‘The EU Could Die’ – Macron Allies Fear Consequences of Globalist Collapse, Populist Rise in 2019


The French establishment fear “Europe could die” following the EU Parliament elections next year, with President Emmanuel Macron’s En Marche! polling poorly and conservative-leaning populists looking set to make huge gains.

According to an Ifop-Fiducial survey for Paris Match, Sud Radio, and CNews, the French leader’s party is polling at 20 percent, down three percent compared to June 2017.

Meanwhile, Marine Le Pen’s National Rally is nipping at his heels on 17 percent — although its polling numbers are somewhat down since the last round of EU Parliament elections in 2014, where her party — then the Front National — came in first place.

“The ballot will be difficult for [Macron],” said an anonymous ministerial source quoted by Paris Match.

“I have a feeling that the European elections will be unlike any other because people are aware that Europe could die. That thought alone is enough to mobilise voters.”

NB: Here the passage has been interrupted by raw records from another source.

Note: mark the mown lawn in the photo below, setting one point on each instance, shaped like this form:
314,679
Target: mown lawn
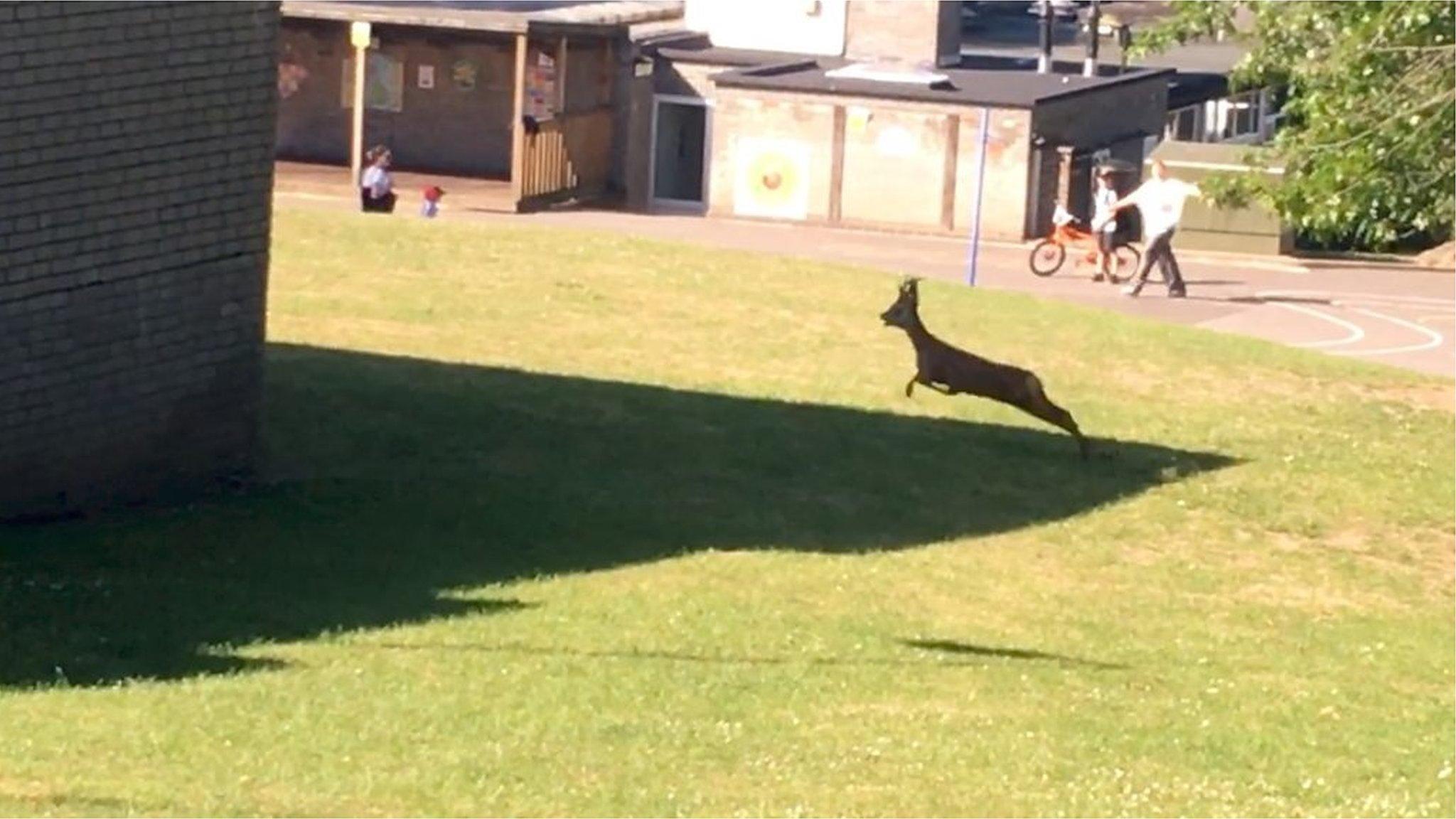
567,523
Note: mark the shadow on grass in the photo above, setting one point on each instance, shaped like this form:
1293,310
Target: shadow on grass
389,481
967,649
746,659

The poor poll numbers come just as Macron’s personal rating plummets to a dismal 31 percent, below even his Socialist predecessor François Hollande — in whose government Macron served as economy minister — who ultimately did not even attempt to run for a second term in the 2017 elections which saw his party decimated.

This has caused the mainstream media — which hailed the former Rothschild and Cie Banque financier as the new champion of globalism after Angela Merkel received a heavy blow in Germany’s federal elections — considerable dismay.

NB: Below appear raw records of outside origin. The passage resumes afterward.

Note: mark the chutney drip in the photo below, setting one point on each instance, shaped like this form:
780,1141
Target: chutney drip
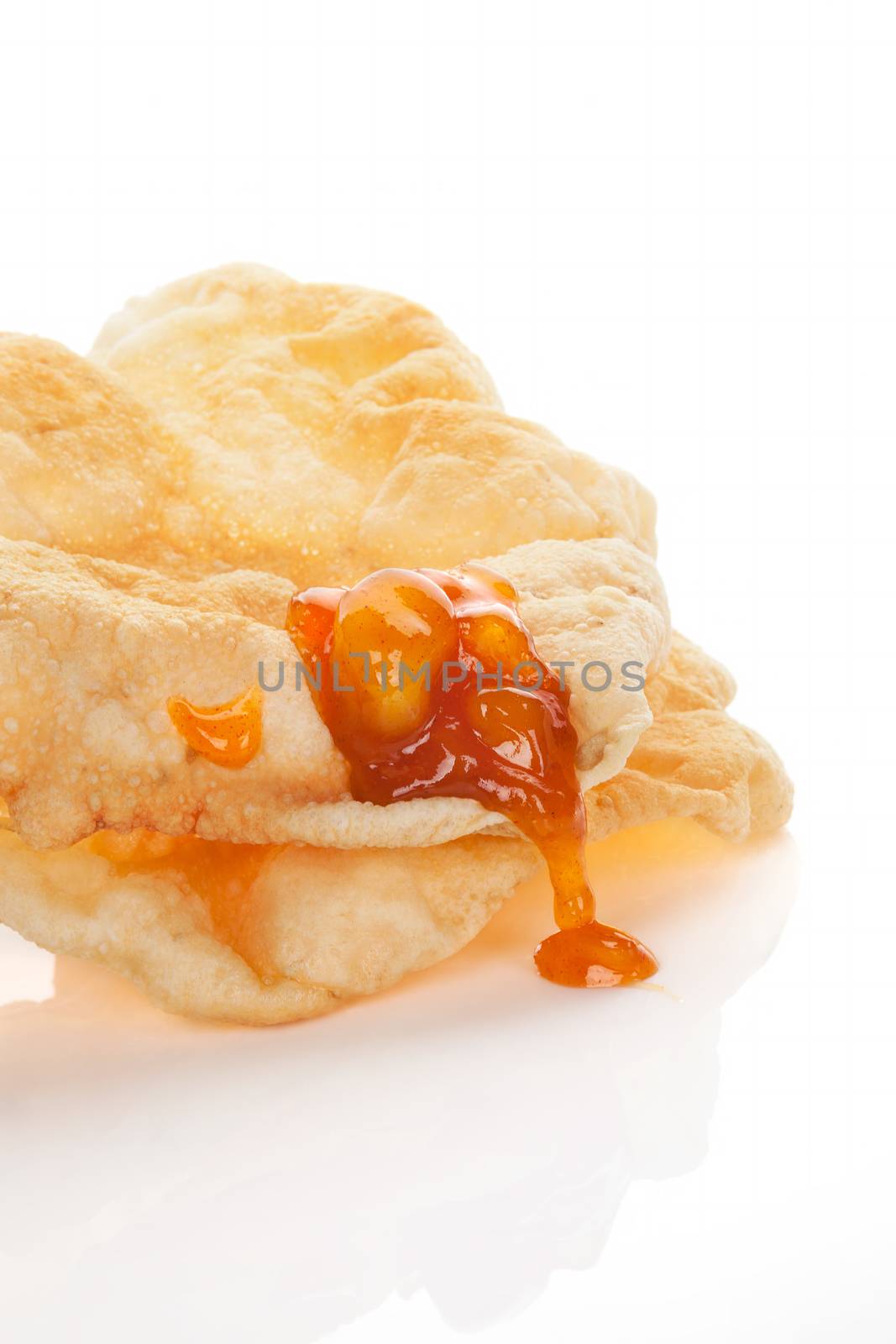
228,734
493,725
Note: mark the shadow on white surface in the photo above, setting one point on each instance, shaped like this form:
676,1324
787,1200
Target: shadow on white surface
468,1133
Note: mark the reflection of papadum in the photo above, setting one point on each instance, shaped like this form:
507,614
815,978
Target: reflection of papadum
233,437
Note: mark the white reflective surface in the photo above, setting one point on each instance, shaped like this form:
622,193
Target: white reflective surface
468,1135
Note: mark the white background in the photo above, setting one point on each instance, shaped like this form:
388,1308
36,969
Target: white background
669,228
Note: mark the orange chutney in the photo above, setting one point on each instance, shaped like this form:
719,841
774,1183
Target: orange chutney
430,685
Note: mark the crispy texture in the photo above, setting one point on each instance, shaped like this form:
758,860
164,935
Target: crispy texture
694,761
90,651
282,934
335,430
262,934
235,436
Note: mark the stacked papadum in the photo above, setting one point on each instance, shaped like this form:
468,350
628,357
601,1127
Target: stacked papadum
231,438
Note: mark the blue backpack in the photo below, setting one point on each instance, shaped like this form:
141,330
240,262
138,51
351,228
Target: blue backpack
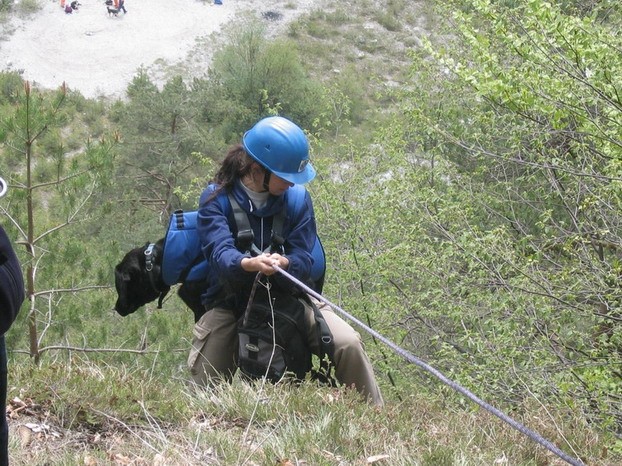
182,258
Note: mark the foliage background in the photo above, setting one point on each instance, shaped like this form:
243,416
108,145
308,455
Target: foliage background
468,198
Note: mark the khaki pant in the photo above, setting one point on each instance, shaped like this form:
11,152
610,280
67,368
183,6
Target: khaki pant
215,348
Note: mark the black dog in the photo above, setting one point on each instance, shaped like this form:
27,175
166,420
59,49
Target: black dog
138,280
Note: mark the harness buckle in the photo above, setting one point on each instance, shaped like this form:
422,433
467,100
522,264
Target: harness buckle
149,257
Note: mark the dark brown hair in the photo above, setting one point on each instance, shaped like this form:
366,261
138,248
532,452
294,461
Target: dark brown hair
236,165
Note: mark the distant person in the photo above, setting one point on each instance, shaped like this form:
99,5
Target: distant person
11,299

The Frenchman is not only less popular than U.S. President Donald Trump, who is decidedly not championed by the mainstream media, but appears unable to replicate the American populist’s economic success — leaving him poorly positioned to act as a counter-weight to the rise of European populists in Central Europe, Italy, and elsewhere.

Indeed, while Macron has styled himself as the “chief adversary” of anti-mass migration, pro-sovereignty leaders such as Italy’s Matteo Salvini and Hungary’s Viktor Orbán, he can count on nothing like their level of domestic support — and both seem more than willing to publicly pour scorn on the French leader.